From his experience working on a large array of construction projects around Cyprus, he believes that “70-80 per cent of projects have no safety”.

“The bigger companies like J&P and Lois usually have excellent safety on their projects, but other smaller ones do not,” he said. “There are many illegal workers, and when an inspector is going to come the ‘mastros’ (a Cypriot term for supervisor) will get a call warning them first. The inspector comes in the beginning of the project and then never again.”

Even though Arash is legally working in Cyprus, he said he still gets lied to about his social insurance.

“But this is nothing compared to what some of my friends who are illegal go through,” he said. “I have one African friend who had his finger cut off in an accident, and then was warned by the mastros not to say anything to the police. A Pakistani friend was killed because he was working on a site which used wooden instead of metal scaffolding, which broke. When I was working in Iran on oil rigs, we had ten times better safety than here in Cyprus.”

Side Bar
According to the Government Statistical Service, there were nine deaths in 2008 in the Construction and Renovation sectors, and a total of 1199 reported accidents. This number constituted roughly 50.5 per cent of all accidents in the work place. In 2009 so far, there have been four fatalities.

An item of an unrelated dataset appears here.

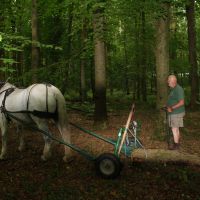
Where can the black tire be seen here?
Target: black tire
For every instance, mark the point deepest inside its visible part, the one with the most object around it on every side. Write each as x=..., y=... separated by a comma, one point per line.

A recent story in the Spanish headlines about an illegal worker from Bolivia shocked the country. He had his arm cut off by a kneading machine and was dropped off alone 100 metres away from hospital. His missing arm was thrown into a bin by the bakery’s owners. The arm was not found until a day later, at which point it was too late to reattach it. The Spanish government has vehemently condemned the ‘barbaric’ actions of the bakers, saying that if found guilty, “they shall feel the full weight of the law”.